Naive Bayes algorithm is considered naive because the assumptions the algorithm makes are virtually impossible to find in real-life data. It uses conditional probability to calculate a product of individual probabilities of components. This means that the algorithm assumes the presence or absence of a specific feature of a class which is not related to the presence or absence of any other feature (absolute independence of features), given the class variable.

Discussion

  • Could you explain the Naive Bayes classifier with examples?
    Two features with histograms of antenna length. Source: Adapted from Keogh 2011, slide 3.
    Two features with histograms of antenna length. Source: Adapted from Keogh 2011, slide 3.

    Consider two groups of insects, grasshoppers and katydids. By studying the antenna lengths from many insect samples, we can discern some patterns and computed probabilities. For examples, given an antenna length of 3 cm, the insect is more likely to be a grasshopper than a katydid. Naive Bayes classifier is a technique to perform such a classification. Antenna length is a feature that's used to classify an insect into one of two classes.

    Suppose the antenna length is 5 cm. Probabilities computed from observed samples inform that both classes are equally likely. In this case, classification can be improved by considering more features such as abdomen length. NB classifier assumes that features are independent of one another.
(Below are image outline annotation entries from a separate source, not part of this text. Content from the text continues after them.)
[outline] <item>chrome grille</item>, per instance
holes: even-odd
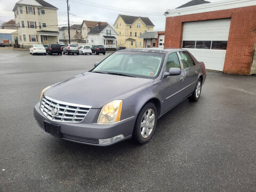
[[[40,109],[49,119],[65,123],[82,122],[91,109],[91,106],[58,101],[44,95]]]

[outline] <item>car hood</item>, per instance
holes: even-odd
[[[152,79],[87,72],[54,84],[45,92],[57,100],[101,108],[153,83]]]

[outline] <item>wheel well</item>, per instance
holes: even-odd
[[[157,116],[159,117],[160,111],[161,111],[161,103],[160,102],[160,101],[157,98],[152,98],[149,100],[145,105],[149,102],[153,103],[156,106],[156,109],[157,110]]]

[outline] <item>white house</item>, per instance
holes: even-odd
[[[101,25],[99,22],[88,33],[86,45],[104,45],[106,49],[116,50],[117,34],[109,25]]]

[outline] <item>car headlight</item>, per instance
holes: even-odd
[[[47,87],[44,88],[43,91],[42,91],[41,94],[40,95],[40,100],[39,102],[41,102],[42,98],[43,97],[43,94],[44,94],[44,92],[47,90],[48,89],[49,89],[51,87],[51,86],[48,86]]]
[[[97,123],[109,124],[120,121],[123,100],[114,100],[105,105],[100,111]]]

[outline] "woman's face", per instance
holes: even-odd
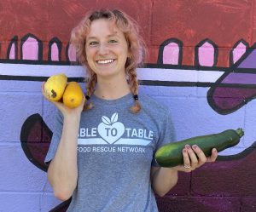
[[[113,21],[100,19],[91,22],[85,51],[88,65],[98,78],[125,76],[128,45],[124,33]]]

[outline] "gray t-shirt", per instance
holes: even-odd
[[[93,108],[82,113],[78,137],[78,186],[68,212],[155,212],[150,169],[154,154],[174,141],[167,108],[140,95],[142,110],[129,111],[131,94],[106,100],[93,95]],[[57,113],[51,144],[45,158],[55,153],[62,130]]]

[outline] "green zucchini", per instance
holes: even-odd
[[[174,167],[183,164],[183,149],[186,144],[197,145],[207,157],[212,154],[212,149],[216,148],[218,152],[236,146],[244,132],[241,128],[227,129],[218,134],[206,135],[192,137],[177,142],[166,144],[161,146],[154,155],[156,163],[161,167]]]

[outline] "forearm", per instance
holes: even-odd
[[[77,146],[80,117],[64,117],[62,135],[54,159],[48,169],[48,178],[55,195],[69,198],[77,186]]]
[[[166,194],[177,181],[177,171],[160,167],[152,175],[152,188],[160,197]]]

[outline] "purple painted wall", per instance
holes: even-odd
[[[171,108],[177,140],[245,131],[218,162],[180,174],[157,197],[160,211],[256,211],[255,0],[7,0],[0,3],[0,212],[66,211],[43,163],[55,109],[40,86],[58,72],[81,82],[83,68],[70,64],[70,30],[88,9],[109,5],[142,26],[149,55],[138,70],[140,89]]]

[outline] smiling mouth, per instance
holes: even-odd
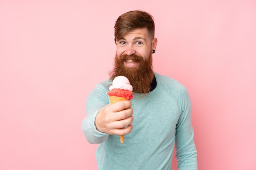
[[[135,63],[135,62],[132,60],[126,60],[125,61],[127,64],[131,65],[134,64]]]

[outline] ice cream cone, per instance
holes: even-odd
[[[115,103],[120,101],[128,100],[127,99],[124,97],[117,96],[110,96],[109,100],[110,100],[111,104]],[[124,135],[120,135],[119,136],[120,136],[120,140],[121,142],[121,143],[123,144],[124,141]]]
[[[111,104],[121,101],[132,99],[132,87],[130,84],[128,79],[124,76],[120,76],[115,78],[112,82],[112,85],[109,87],[109,91],[107,94],[110,96]],[[124,135],[120,135],[120,139],[124,143]]]

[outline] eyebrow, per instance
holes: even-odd
[[[133,39],[132,39],[133,41],[134,40],[137,40],[137,39],[142,39],[143,40],[144,40],[144,41],[146,41],[146,39],[144,38],[143,38],[142,37],[135,37],[135,38],[134,38]],[[126,39],[124,38],[123,37],[119,39],[119,40],[125,40],[125,41],[126,41]]]

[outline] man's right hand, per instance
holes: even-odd
[[[133,120],[133,110],[129,100],[106,105],[100,110],[95,118],[97,129],[110,135],[125,135],[130,132]],[[127,127],[126,127],[128,126]]]

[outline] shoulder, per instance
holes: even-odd
[[[185,86],[177,80],[167,76],[154,73],[157,80],[157,86],[163,90],[171,92],[176,94],[187,92]]]

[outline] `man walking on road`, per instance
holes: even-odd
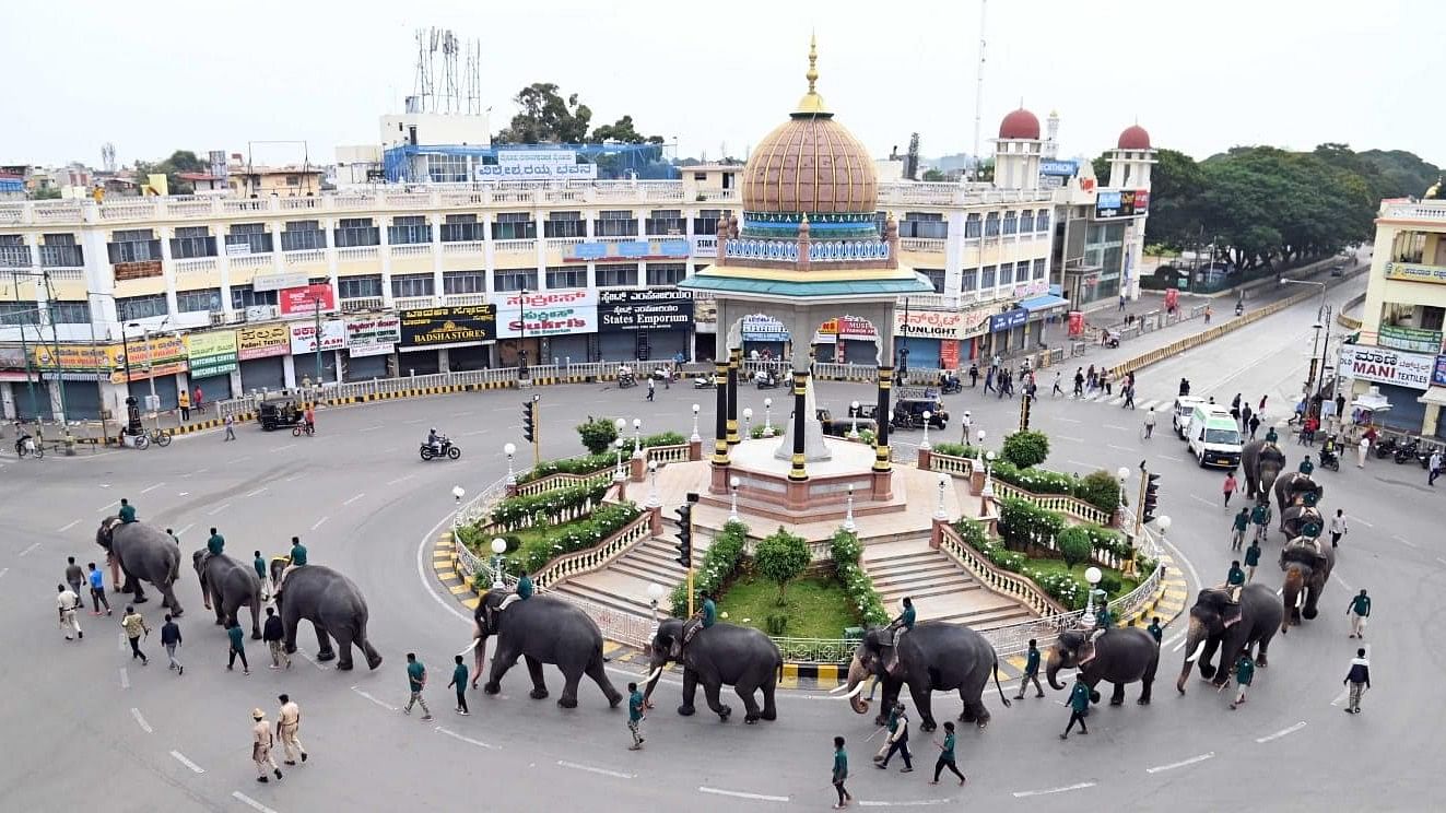
[[[1365,638],[1365,619],[1371,618],[1371,597],[1361,590],[1358,595],[1351,597],[1351,606],[1346,608],[1346,615],[1351,616],[1351,638]]]
[[[68,590],[65,584],[56,584],[58,596],[55,596],[55,608],[61,612],[61,632],[65,634],[67,641],[72,641],[71,632],[75,637],[84,639],[85,634],[81,632],[81,622],[75,619],[75,609],[81,606],[81,597],[75,595],[74,590]]]
[[[422,699],[422,689],[427,689],[427,667],[422,661],[416,660],[416,652],[406,654],[406,687],[412,690],[412,696],[406,700],[406,706],[402,707],[403,715],[412,713],[414,705],[422,706],[422,719],[432,719],[432,710],[427,707],[427,700]]]
[[[288,694],[279,694],[276,699],[281,700],[281,710],[276,712],[276,739],[281,739],[286,764],[295,765],[296,754],[301,754],[301,761],[305,762],[307,746],[296,736],[301,731],[301,706]]]
[[[1024,655],[1024,677],[1019,678],[1019,693],[1014,696],[1015,700],[1024,700],[1024,690],[1030,687],[1030,681],[1034,681],[1035,697],[1044,697],[1044,689],[1040,687],[1040,648],[1034,644],[1034,638],[1030,638],[1030,651]]]
[[[166,665],[168,670],[176,673],[176,677],[185,674],[185,667],[176,660],[176,647],[181,645],[181,626],[166,613],[166,622],[161,625],[161,645],[166,650],[166,658],[171,663]]]
[[[1348,715],[1361,713],[1361,696],[1371,689],[1371,661],[1365,660],[1365,650],[1356,650],[1356,657],[1351,660],[1351,671],[1340,683],[1351,684],[1351,699],[1346,702]]]

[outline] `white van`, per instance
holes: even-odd
[[[1197,404],[1186,428],[1186,444],[1200,466],[1235,469],[1241,464],[1241,427],[1218,404]]]
[[[1170,414],[1170,428],[1176,431],[1180,440],[1184,440],[1184,428],[1190,425],[1190,415],[1194,414],[1194,408],[1199,404],[1205,404],[1205,398],[1193,395],[1176,398],[1174,411]]]

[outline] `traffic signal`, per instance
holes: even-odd
[[[525,437],[528,443],[535,443],[536,441],[536,430],[538,430],[538,402],[536,401],[523,401],[522,402],[522,437]]]
[[[1154,522],[1155,509],[1160,508],[1160,483],[1155,482],[1158,479],[1160,474],[1145,474],[1145,499],[1139,506],[1139,515],[1145,522]]]
[[[675,560],[684,569],[693,569],[693,505],[684,503],[678,506],[678,558]]]

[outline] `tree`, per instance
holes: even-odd
[[[782,525],[778,527],[778,532],[759,541],[753,551],[753,569],[763,579],[778,584],[779,605],[788,602],[788,583],[803,576],[811,560],[808,541],[790,534]]]

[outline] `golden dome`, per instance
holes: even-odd
[[[814,90],[817,51],[810,43],[808,93],[788,122],[768,133],[743,172],[743,210],[771,213],[869,213],[879,176],[869,152],[833,120]]]

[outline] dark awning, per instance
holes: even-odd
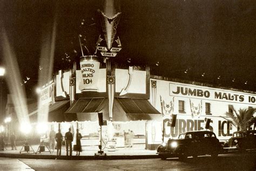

    Consider the statement "Officer Drew arrested me." Is Drew male or female? We can answer this by gathering data on the officer: height, eye colour and long/short hair. Then we lookup a police database of all officers and apply NB classifier. This problem uses three independent features and two classes (male or female).

  • What is Bayes' Theorem and how is it relevant to the NB classifier?
    Bayes theorem. Source: Bazett 2017.

    Bayes theorem (aka Bayes rule) works on conditional probability. In conditional probability, the occurrence of a particular outcome is conditioned on the outcome of another event occurring. Given two events A and B, Bayes theorem states that,

    $$P(A|B) = \frac{P(A⋂B)}{P(B)} = \frac{P(A) \cdot P(B|A)}{P(B)}$$

    where \(P(A)\) and \(P(B)\), called marginal probability or prior probability, are the probabilities of events A and B event occurring; where \(P(A|B)\), called posterior probability, is the probability of event A occurring given that event B has occurred; where \(P(B|A)\), called likelihood probability, is the probability of event B occurring given that event A has occurred; \(P(A⋂B)\) is the joint probability of both events occurring. \(P(A|B)\) and \(P(B|A)\) are also called conditional probabilities.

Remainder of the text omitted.